Выбрать главу

— Как Машенька? — поинтересовался Роман, хотя не был уверен, что надо спрашивать.

Дядя Гриша нахмурился:

— Баз ей какую-то гадость вколол. Спит теперь и во сне стонет. Э-эх, не узнать ее прям… Вид у нашей красавицы, как у шлюхи.

— Гриша! — с упреком воскликнула хозяйка.

— Что Гриша-то? Гриша со всем этим дерьмом разберется еще!

Танюша всхлипнула, но без слез.

— Я воду заговорю, — пообещал Роман. — По ложке давать будете, за три дня синяки сойдут, краше прежнего девчонка станет. Остальные спят?

— А кто это — остальные? — Баз, Стен?

— Уехали они. — В самом деле — тишь была в доме, ни одно ожерелье не отзывалось.

Роман вскочил, кинулся к двери.

— Ты куда? — подивился хозяин. — До шоссе — больше километра. Времени — двенадцать часов. Сейчас темно — ни зги не видать. Осень. И убивства по ночам случаются. Возьмут и просто так кого-нибудь прирежут из озорства. Ладно, шучу. Спят они в соседней комнате. Потому как никакие были. Щец мясных со сметаной похлебали, да я им чуток налил всем. Даже мальцу. Вот они теперь и дрыхнут.

Роман рассмеялся и вернулся к столу. Надо ж было сразу сообразить, что хулиганит хозяин, тоску избывает. А с ожерельями связь прервалась из-за самогона. Забористый, видать, у дяди Гриши самогон.

А хозяин уже наполнил гостю стакан до краев.

— Ну, за знакомство.

— Я пить не буду, — сказал Роман.

— Это почему же? — удивился хозяин.

— Я колдун. Мне нельзя. Хозяин расхохотался:

— Вот удивил! У нас тут в Суетеловске тож один колдун живет. Известный — к нему из Питера, из Москвы и даже из-за бугра приезжают. Хлещет только так. Мы с ним завсегда на рыбалку четыре литра берем, не меньше. Так что пей. Самогоновка — для колдунов первое дело. А ты, парень, хорошо сегодня хулиганил, такое дело отметить надо.

Уж неведомо как Роман на этот нехитрый уговор поддался. Верно, долгий этот день его доконал. Сильно его перетряхнуло: бегство из мнимого Беловодья, собственные похороны, Надина смерть, а вечером штурм притона в Суетеловске.

Колдун взял стакан и опрокинул залпом.

— Я выпить любого уговорю. Не было такого, чтоб от моего самогона кто-нибудь отказался. — Хозяин уже протягивал гостю клюквенную запивку.

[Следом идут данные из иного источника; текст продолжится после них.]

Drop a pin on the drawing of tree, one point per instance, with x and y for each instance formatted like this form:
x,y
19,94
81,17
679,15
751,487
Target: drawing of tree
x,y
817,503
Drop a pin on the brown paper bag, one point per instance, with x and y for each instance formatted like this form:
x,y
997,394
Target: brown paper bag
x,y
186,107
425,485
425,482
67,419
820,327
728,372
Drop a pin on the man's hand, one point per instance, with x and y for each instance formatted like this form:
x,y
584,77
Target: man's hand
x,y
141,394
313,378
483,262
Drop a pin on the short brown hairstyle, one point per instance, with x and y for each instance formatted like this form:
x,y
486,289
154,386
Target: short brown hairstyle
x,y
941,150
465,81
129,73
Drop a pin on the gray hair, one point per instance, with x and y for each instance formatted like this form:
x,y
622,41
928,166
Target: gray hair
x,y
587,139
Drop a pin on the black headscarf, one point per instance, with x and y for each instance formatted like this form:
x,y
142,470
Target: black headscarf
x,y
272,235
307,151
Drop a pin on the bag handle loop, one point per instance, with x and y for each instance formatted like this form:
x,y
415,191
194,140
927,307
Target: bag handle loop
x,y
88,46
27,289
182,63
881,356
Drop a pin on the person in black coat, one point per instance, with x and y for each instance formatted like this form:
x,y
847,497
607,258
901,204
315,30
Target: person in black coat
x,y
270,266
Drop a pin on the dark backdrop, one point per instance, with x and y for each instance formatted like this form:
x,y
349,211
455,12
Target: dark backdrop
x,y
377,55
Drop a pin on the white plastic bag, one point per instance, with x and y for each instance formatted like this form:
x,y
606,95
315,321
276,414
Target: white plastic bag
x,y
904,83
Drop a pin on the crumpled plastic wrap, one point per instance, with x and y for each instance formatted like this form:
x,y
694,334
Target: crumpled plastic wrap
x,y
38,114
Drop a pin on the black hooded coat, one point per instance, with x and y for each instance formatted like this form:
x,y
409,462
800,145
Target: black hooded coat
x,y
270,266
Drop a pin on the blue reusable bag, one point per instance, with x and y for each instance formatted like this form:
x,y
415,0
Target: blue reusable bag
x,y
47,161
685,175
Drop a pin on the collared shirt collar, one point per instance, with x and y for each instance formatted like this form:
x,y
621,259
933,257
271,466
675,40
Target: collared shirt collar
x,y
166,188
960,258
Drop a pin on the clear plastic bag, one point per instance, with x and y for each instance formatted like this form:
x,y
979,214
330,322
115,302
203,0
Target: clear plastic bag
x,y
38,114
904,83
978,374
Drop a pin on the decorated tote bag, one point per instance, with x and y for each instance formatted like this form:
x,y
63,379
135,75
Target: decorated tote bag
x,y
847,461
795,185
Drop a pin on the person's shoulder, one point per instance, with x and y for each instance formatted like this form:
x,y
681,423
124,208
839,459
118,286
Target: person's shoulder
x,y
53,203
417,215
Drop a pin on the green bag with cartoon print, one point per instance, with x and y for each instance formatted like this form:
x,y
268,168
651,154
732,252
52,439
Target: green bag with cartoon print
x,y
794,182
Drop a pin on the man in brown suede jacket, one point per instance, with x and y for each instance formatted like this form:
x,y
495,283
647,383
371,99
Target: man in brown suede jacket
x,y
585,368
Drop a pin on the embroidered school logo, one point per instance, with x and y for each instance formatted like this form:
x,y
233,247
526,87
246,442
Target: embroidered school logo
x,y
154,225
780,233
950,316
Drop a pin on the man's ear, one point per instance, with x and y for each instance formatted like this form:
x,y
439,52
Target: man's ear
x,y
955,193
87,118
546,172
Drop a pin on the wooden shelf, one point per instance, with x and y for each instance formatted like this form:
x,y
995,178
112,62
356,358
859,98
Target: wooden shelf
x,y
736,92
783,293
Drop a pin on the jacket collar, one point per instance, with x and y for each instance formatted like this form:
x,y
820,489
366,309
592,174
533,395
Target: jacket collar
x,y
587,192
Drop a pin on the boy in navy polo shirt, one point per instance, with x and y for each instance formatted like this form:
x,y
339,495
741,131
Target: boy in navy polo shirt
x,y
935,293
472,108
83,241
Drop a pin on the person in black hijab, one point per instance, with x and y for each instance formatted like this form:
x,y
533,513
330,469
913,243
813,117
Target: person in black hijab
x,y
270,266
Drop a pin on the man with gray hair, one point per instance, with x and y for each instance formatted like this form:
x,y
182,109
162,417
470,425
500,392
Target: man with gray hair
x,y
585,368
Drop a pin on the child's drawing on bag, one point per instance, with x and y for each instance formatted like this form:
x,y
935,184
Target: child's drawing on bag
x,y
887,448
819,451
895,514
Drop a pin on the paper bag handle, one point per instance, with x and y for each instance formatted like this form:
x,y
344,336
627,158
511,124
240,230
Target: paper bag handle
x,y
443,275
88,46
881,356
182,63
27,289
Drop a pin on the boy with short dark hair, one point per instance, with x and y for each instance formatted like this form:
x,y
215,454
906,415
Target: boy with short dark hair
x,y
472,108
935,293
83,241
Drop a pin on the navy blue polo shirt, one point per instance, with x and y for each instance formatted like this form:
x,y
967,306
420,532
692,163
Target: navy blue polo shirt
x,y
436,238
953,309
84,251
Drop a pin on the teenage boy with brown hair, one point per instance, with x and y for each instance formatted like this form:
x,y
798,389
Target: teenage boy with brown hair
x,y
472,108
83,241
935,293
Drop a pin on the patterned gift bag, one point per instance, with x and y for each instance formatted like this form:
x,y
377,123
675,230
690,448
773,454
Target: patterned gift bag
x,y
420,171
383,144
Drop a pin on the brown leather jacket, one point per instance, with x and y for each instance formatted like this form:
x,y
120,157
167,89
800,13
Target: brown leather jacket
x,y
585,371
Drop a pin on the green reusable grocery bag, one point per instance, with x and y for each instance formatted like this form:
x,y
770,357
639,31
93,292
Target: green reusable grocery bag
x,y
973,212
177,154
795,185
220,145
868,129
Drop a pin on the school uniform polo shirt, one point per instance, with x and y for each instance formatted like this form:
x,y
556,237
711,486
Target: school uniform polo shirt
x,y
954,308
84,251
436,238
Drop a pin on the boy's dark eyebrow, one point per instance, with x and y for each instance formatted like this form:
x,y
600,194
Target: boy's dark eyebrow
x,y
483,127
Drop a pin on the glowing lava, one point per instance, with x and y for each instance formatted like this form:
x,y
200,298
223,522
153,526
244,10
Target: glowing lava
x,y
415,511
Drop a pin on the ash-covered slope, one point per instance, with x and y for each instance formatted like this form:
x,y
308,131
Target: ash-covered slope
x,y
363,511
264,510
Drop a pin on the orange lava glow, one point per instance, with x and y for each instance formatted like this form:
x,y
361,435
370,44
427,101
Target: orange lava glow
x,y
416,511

И вдруг заметил: лицо Романа перекосило так, что прежних черт не узнать, все сместилось: нос сморщился, рот оскалился, щеки раздулись. И колдун выдохнул. Черными хлопьями запорошило угол — занавески, стены, шкафчик с посудой. Один комок попал хозяину на руку. Тот закричал — пепел был горячий, обжигал. Роман закашлялся — изо рта шел пар.

— А ты, парень, хулиган еще круче меня, — изумился дядя Гриша.

Колдун промычал:

— Где колодец?

— Справа, справа от крыльца! — закричала Татьяна.

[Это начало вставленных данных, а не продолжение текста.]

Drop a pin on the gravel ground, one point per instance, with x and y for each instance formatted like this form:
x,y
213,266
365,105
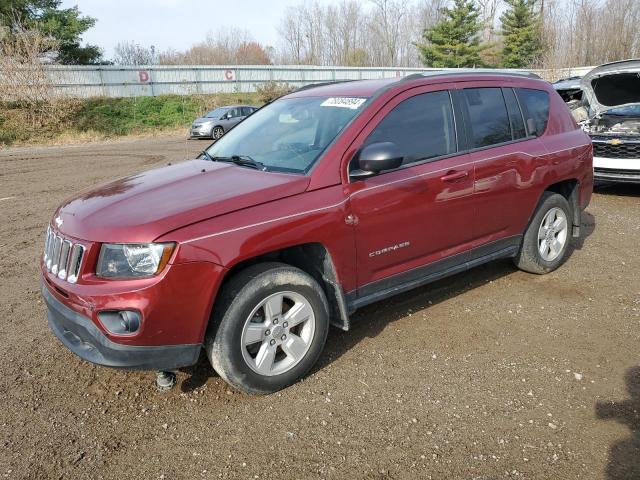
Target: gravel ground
x,y
490,374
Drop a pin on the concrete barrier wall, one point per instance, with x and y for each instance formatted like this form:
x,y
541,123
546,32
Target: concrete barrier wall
x,y
118,81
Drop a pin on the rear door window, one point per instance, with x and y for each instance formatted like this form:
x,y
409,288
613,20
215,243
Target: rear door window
x,y
535,105
515,115
489,120
421,126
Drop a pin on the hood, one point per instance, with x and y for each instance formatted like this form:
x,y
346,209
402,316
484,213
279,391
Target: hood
x,y
612,85
142,207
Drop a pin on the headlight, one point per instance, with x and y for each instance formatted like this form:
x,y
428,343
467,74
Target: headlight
x,y
133,260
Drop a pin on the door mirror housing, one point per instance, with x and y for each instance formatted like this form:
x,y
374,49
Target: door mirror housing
x,y
376,158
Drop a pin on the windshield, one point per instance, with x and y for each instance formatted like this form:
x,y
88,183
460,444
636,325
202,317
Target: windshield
x,y
217,113
629,110
289,134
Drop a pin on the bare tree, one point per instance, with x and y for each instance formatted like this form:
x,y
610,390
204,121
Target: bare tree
x,y
23,74
590,32
130,53
227,47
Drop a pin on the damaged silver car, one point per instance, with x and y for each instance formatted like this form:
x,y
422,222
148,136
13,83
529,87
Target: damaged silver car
x,y
609,111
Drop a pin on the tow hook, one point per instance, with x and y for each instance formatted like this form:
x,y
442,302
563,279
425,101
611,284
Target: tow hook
x,y
165,380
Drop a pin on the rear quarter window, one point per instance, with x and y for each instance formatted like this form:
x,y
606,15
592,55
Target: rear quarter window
x,y
535,104
488,117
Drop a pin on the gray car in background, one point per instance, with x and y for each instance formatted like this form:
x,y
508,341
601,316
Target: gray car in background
x,y
219,121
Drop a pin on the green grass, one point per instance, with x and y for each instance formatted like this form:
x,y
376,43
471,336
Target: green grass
x,y
113,117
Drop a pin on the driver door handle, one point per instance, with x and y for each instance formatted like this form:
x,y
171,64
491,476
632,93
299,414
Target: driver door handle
x,y
453,175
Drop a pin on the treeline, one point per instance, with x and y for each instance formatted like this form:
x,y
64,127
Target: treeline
x,y
378,33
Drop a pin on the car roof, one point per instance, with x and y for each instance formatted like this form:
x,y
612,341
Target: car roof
x,y
227,107
368,88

— Милый, только в колодец не блюй! — крикнул дядя Гриша вдогонку. — Уж так сильно хулиганить не надо!

Роман ринулся на двор, и здесь его вырвало. Шатаясь, побрел к колодцу. Колодец был старый, куда старше дома — сруб уходил глубоко, до самой водоносной жилы. Роман загрохотал цепью, спуская ведро. Слышал, как оно стукается о стенки колодца. Вода была чистая, вкусная и такая холодная, что стыли зубы. Хорошая вода. После первого глотка полегчало, жжение в желудке унялось. Роман набрал в легкие побольше воздуха и обрушил на себя ледяную воду. Вмиг бросило в жар, тело закололи тысячи иголок. Роман облился второй раз и третий. Потом напился. Потом взял ведро с водой и направился обратно к дому. Несмотря на отмытие и питие водное, колдуна все равно шатало, и на крыльцо он взошел после второй попытки.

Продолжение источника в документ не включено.